Berdasarkan hasil analisis data, ditemukan enam temuan utama, antara lain: 1) gambaran relasi keluarga yan ditinjau dari aspek kontekstual dan aspek relasional; 2) gambaran kekerasan emosional dalam keluarga; 3) dampak kekerasan emosional ditinjau dari aspek kognitif, sosio emosional, dan perilaku; 4) pembentukan identitas remaja yang mengalami kekerasan dalam emosional; 5) pengalaman perundungan di sekolah, dan; 6) pembentukan resiliensi pada remaja yang mengalami kekerasan emosional sekaligus perundungan di sekolah. Implikasi dari penelitian ini memberikan pemahaman bagi orangtua mengenai tindakan kekerasan emosional dalam keluarga dan dampaknya terhadap remaja, serta pentingnya mengembangkan relasi keluarga yang baik untuk mendukung tumbuh kembang anak ke arah yang lebih positif.

Selain temuan utama ditemukan pula tujuh tema utama, yaitu:

1. Karakteristik Demografis dan Budaya Keluarga

Tema ini meliputi kategori-kategori yang menjadi faktor

penyebab munculnya tindakan kekerasan emosional dalam

keluarga ditinjau dari aspek karakteristik demografis dan budaya keluarga.


2. Pola Relasi Keluarga

Tema ini mencakup gambaran pola relasi keluarga yang

ditemukan pada ketiga responden remaja yang mengalami

kekerasan emosional dalam keluarga.


3. Bentuk Kekerasan Emosional yang Dialami

Dari hasil analisis, bentuk-bentuk kekerasan emosional yang

dialami oleh ketiga responden antara lain direndahkan,

diabaikan, dibanding-bandingkan, tuntutan berlebihan, paparan

terhadap kejadian traumatis, dimarahi dengan nada tinggi, serta

tidak dihargai.


4. Dampak Kekerasan Emosional

Penelitian ini menemukan berbagai dampak kekerasan

emosional pada remaja yang mengalami kekerasan emosional

dalam keluarga dan mengelompokkannya ke dalam tiga aspek,

yaitu aspek kognitif, perilaku, dan sosioemosional. Pada aspek

kognitif, dampak kekerasan emosional yang muncul antara lain

penilaian diri negatif, ketidakberdayaan, perasaan bersalah,

ideasional bunuh diri, dan performa akademik yang menurun.

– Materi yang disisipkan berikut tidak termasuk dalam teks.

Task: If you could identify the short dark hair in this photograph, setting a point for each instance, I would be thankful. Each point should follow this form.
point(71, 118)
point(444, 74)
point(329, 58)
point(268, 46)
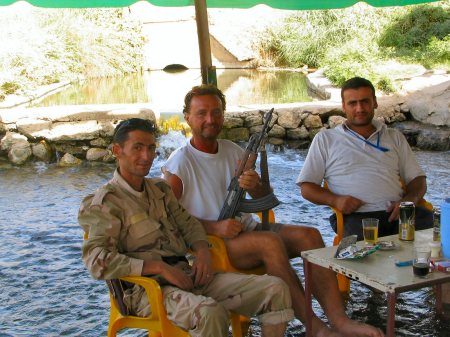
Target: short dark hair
point(356, 83)
point(203, 90)
point(126, 126)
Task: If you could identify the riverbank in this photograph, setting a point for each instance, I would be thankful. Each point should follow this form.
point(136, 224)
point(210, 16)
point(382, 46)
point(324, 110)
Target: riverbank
point(70, 134)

Pada aspek perilaku, dampak yang muncul adalah perilaku

menghindari konflik, melukai diri sendiri, membatasi interaksi

dengan orangtua, serta memendam atau melampiaskan emosi

negatif ke orang lain. Ditinjau dari aspek sosioemosional,

dampak yang muncul antara lain perasaan kesepian, iri dengan

teman sebaya, tertekan, perubahan suasana hati yang cepat,

serta malu bertemu orang lain.


5. Pembentukan Identitas Remaja

Pengalaman kekerasan emosional pada responden dalam

lingkup keluarga memengaruhi konsep diri dan diri idealnya

sebagai salah satu aspek dalam perkembangan remaja.

Kekerasan emosional yang dialami responden berkaitan dengan

konsep diri yang rendah dan kesulitan menggambarkan diri

secara positif. Sementara itu, ditinjau dari aspek perkembangan

identitas lainnya, ketiga responden merasa sangat jauh dari diri

ideal yang ketiga responden deskripsikan.


6. Pengalaman Perundungan di Sekolah

Penelitian ini menemukan bahwa ketiga responden yang

mengalami kekerasan emosional dalam remaja juga cenderung

mengalami perundungan di sekolah. Bentuk perundungan yang

dialami berupa perundungan verbal (diolok-olok, direndahkan),

perundungan fisik (ditendang), serta dijauhi oleh teman sebaya.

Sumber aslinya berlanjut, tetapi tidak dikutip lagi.